All six fragments were run on a 1.2% gel and each well loaded with 5 ul of sample to verify band sizes and minimalization of ghost banding. From these results, the three fragments from Anna isolation protocol were loaded onto a 1.2% gel, with wells that were doubled in size by taping two wells together on the comb during gel setting. Each fragment had 45 ul of sample loaded, with the exception of the right fragment which only had 30 ul loaded. Each resulting band was gel excised and cleaned using the Monarch gel excision cleanup kit, and results were tested on the Nanodrop One. The left and tetr/a fragments post gel excision were input into eight different overlap reactions, identical conditions following the Anna protocol but with an additional temperature gradient to evaluate the possibility of higher overlap efficiency. The optimal is supposed to be 36 degrees Celsius, which had worked to an extent previously, so the subsequent gradient was ran from 34-44 degrees Celsius. 

Results: 

The initial gel from the overlap of left and tetr/a assembled and right from gel excision showed no results on the gel (Figure 1)

Plasmid extraction was successful with 48 ul of elution left with 303 ng/ul according to the Nanodrop One. 

The fragment isolation gel from both the Anna and Hilgarth protocols showed the three fragments on the left, (Anna left, Anna tet, and Anna right) were very distinct although not showing a very high concentration in the left and right, but all three had minimal to zero ghost banding. The Hilgarth fragments, the right three fragments (Hilgarth left, Hilgarth tet, and Hilgarth right) were riddled with obvious ghost banding, the least offensive being the left, but the right fragment showed signs of previous issues that had troubled us in prior reactions last week. It was yet again stuck in the well with significant smearing, indicating secondary structure of some kind. Tet was also heavily smeared and not as distinct in comparison to the Anna tet fragment isolated (Figure 2). 

Figure 3 shows the three Annna fragments loaded in high volume to prepare for gel excision.
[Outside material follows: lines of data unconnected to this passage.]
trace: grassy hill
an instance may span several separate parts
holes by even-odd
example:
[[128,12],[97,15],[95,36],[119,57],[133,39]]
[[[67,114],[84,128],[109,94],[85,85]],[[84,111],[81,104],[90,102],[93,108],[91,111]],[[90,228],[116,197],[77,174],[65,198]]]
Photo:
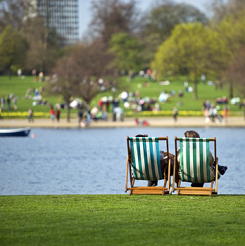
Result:
[[[210,79],[208,78],[207,81]],[[188,81],[189,87],[193,87],[193,84],[188,80],[188,78],[184,76],[175,76],[168,78],[170,82],[169,85],[162,85],[163,83],[160,82],[152,82],[148,78],[143,77],[135,77],[132,81],[128,81],[126,76],[121,77],[119,79],[119,86],[116,92],[103,92],[97,95],[94,100],[91,102],[91,107],[96,105],[101,97],[105,96],[113,96],[118,97],[118,95],[123,91],[126,90],[127,92],[139,92],[140,97],[149,97],[150,99],[155,98],[156,100],[159,98],[159,95],[162,92],[172,94],[168,98],[166,102],[158,102],[162,111],[171,111],[173,110],[174,106],[177,106],[179,111],[201,111],[202,110],[202,103],[204,100],[209,100],[211,103],[216,104],[216,99],[221,98],[223,96],[229,97],[229,90],[226,85],[221,88],[215,88],[213,85],[208,85],[208,83],[200,82],[198,84],[198,99],[194,100],[193,92],[186,92],[184,87],[184,82]],[[36,105],[33,106],[33,99],[28,99],[25,97],[27,94],[27,90],[31,88],[33,91],[35,88],[40,89],[40,87],[44,87],[46,82],[35,82],[32,76],[26,76],[23,79],[18,78],[17,76],[12,77],[11,80],[8,79],[7,76],[0,76],[0,97],[4,96],[5,98],[14,93],[17,96],[17,110],[20,112],[27,112],[29,107],[34,109],[34,112],[43,112],[48,115],[49,108],[47,105]],[[180,91],[183,91],[183,97],[179,97],[178,94]],[[237,92],[235,91],[235,96]],[[34,96],[34,92],[30,93],[31,96]],[[55,105],[58,101],[62,102],[62,97],[48,95],[45,90],[42,93],[43,98],[47,100],[48,103]],[[181,105],[180,105],[181,104]],[[217,105],[217,104],[216,104]],[[11,108],[8,109],[5,104],[5,109],[2,112],[14,112],[13,109],[13,102],[11,102]],[[120,104],[123,107],[123,103]],[[223,109],[225,105],[221,104],[220,110]],[[228,106],[231,110],[231,115],[243,115],[243,108],[239,108],[238,105],[230,104],[230,100]],[[109,112],[112,111],[110,107]],[[130,112],[132,114],[132,108],[124,109],[124,111],[128,115]],[[71,111],[72,115],[76,117],[77,109]],[[66,110],[62,110],[62,117],[66,114]],[[149,114],[150,115],[150,114]]]

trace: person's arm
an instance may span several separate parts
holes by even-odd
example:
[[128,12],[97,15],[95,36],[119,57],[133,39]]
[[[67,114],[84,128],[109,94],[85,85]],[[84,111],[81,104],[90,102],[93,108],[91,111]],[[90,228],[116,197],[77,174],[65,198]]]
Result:
[[214,157],[212,153],[209,151],[209,166],[213,166],[214,164]]

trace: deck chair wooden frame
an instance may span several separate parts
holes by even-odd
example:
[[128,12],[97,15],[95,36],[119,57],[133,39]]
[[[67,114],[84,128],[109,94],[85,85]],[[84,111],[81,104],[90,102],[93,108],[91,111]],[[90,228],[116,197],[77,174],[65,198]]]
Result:
[[[166,141],[166,148],[167,148],[166,156],[167,156],[167,161],[168,161],[167,175],[162,174],[161,172],[159,145],[158,144],[156,145],[153,144],[154,146],[151,145],[151,143],[152,142],[154,143],[155,140],[158,143],[159,141]],[[125,192],[130,191],[129,195],[132,195],[132,194],[161,194],[161,195],[169,194],[170,183],[171,183],[171,180],[170,180],[171,161],[169,158],[168,137],[158,137],[158,138],[151,138],[151,137],[130,138],[130,137],[127,137],[127,148],[128,148],[128,157],[127,157],[127,166],[126,166]],[[138,157],[139,159],[137,159]],[[154,165],[152,167],[153,162],[154,162]],[[154,170],[152,171],[152,169]],[[152,173],[155,173],[154,177],[152,176]],[[151,178],[149,177],[149,175],[151,176]],[[130,183],[129,186],[130,187],[128,187],[128,176],[129,176],[129,183]],[[136,180],[161,180],[161,179],[164,179],[163,186],[155,186],[155,187],[135,186]],[[168,186],[166,186],[167,183],[168,183]]]
[[[177,195],[209,195],[217,194],[218,189],[218,157],[216,155],[216,138],[177,138],[175,137],[175,158],[174,173],[178,172],[177,152],[178,142],[180,145],[180,165],[181,179],[175,188],[175,180],[173,181],[173,191],[177,191]],[[186,143],[181,146],[182,143]],[[211,180],[209,170],[209,142],[214,142],[214,162],[215,162],[215,180]],[[204,147],[203,147],[204,146]],[[184,149],[184,151],[183,151]],[[202,151],[203,150],[203,151]],[[186,158],[181,158],[181,152],[186,153]],[[202,153],[206,154],[202,154]],[[185,154],[182,153],[182,156]],[[206,158],[205,158],[206,157]],[[196,161],[195,161],[196,159]],[[185,164],[184,164],[185,163]],[[203,170],[203,172],[201,171]],[[175,179],[175,175],[173,175]],[[211,183],[210,187],[184,187],[181,181],[191,183]],[[215,182],[215,187],[213,188]]]

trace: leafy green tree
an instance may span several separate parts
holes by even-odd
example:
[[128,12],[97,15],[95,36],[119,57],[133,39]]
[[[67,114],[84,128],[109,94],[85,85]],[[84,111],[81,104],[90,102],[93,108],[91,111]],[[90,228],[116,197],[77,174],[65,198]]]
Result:
[[162,44],[162,39],[158,33],[150,33],[149,35],[140,35],[138,38],[142,51],[140,57],[143,61],[143,67],[149,68],[151,62],[154,60],[155,53],[160,44]]
[[238,93],[245,98],[245,46],[229,61],[224,74],[230,83],[236,84]]
[[216,75],[224,69],[229,50],[219,34],[201,23],[177,25],[170,38],[156,53],[152,68],[160,76],[187,74],[194,83],[197,99],[197,83],[202,74]]
[[140,52],[142,50],[138,39],[127,33],[117,33],[112,36],[110,52],[115,55],[112,64],[119,70],[139,71],[142,66]]
[[181,23],[201,22],[206,24],[207,17],[192,5],[175,3],[170,0],[156,2],[142,19],[139,39],[142,42],[142,58],[149,67],[158,47],[169,38],[174,27]]
[[[227,69],[229,70],[229,62],[239,51],[240,47],[245,46],[245,9],[241,9],[235,14],[227,15],[216,27],[221,39],[225,42],[227,50],[230,52],[230,59],[227,59]],[[224,73],[226,74],[226,73]],[[233,97],[233,79],[227,77],[229,83],[229,94]]]
[[147,16],[146,33],[158,33],[165,41],[174,27],[181,23],[207,23],[207,17],[196,7],[173,1],[160,1]]
[[232,54],[245,45],[245,9],[235,15],[226,16],[217,26],[217,31]]
[[53,36],[53,38],[47,43],[47,29],[43,25],[43,18],[33,17],[25,21],[20,33],[28,44],[25,64],[27,70],[36,69],[44,74],[52,70],[57,59],[57,42],[59,40],[55,30],[52,32],[53,34],[50,34],[49,37]]
[[0,36],[0,69],[7,70],[11,78],[12,70],[23,68],[26,45],[21,35],[11,25],[6,26]]

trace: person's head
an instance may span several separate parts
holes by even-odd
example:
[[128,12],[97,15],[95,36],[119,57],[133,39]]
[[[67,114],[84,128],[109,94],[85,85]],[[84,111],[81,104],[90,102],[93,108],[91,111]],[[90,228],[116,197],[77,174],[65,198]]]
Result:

No bands besides the desired fragments are seen, but primer pooling is suspected (left, tet, right)

Figure 4 is the results of gel excision cleanup of the three Anna fragments to go into overlap PCR. 

                Ng/ul        260/280        260/230

Left            9.1            1.95            0.35

Tet            11.5            1.88            0.77

Right        5.6               1.93            0.03

Discussion: 

It has clearly been determined due to the results of this week that Hilgarth is not a viable protocol for our three part fragment overlap. It seems as though that touchdown PCR conditions are likely preventing us from getting decent results from that protocol, but it is difficult to say that the amount of template DNA loaded did not affect the fragment isolations as well. It seems that the Hilgarth team was likely working with fragments that had an overall higher working temperature, as opposed to our fragments that will amplify at 60 degrees Celsius but have homologous regions that prefer overlap at around 36 degrees Celsius, unless otherwise determined with the heat gradient completed this week. This determination was crucial for further success, and the Anna protocol will be used going forward entirely. Since we have previously seen the overlap of left and tetr/a from Anna in weeks past, it will be interesting to evaluate if a heat gradient can show a way to optimize overlap efficiency and produce a two part assembled fragment that can be added to the right fragment to complete the three part plasmid. Although we have had many difficulties, it seems as though success is on the horizon given that we know understand which protocol needs to be utilized for results. The greatest challenge may be the gel excision process that does decrease overall yield of fragments with only a 50% recovery rate, but there is a chance this step can be removed due to such a high efficiency of our primers with almost no nonspecific binding during fragment isolation.  

Sources:

1. Anna Behle 2019. Overlap extension PCR. protocols.io https://dx.doi.org/10.17504/protocols.io.psndnde

2. Hilgarth RS, Lanigan TM. Optimization of overlap extension PCR for efficient transgene construction. MethodsX. 2019 Dec 4;7:100759. doi: 10.1016/j.mex.2019.12.001. PMID: 32021819; PMCID: PMC6992990. Modified GCC Biotechnology 2022.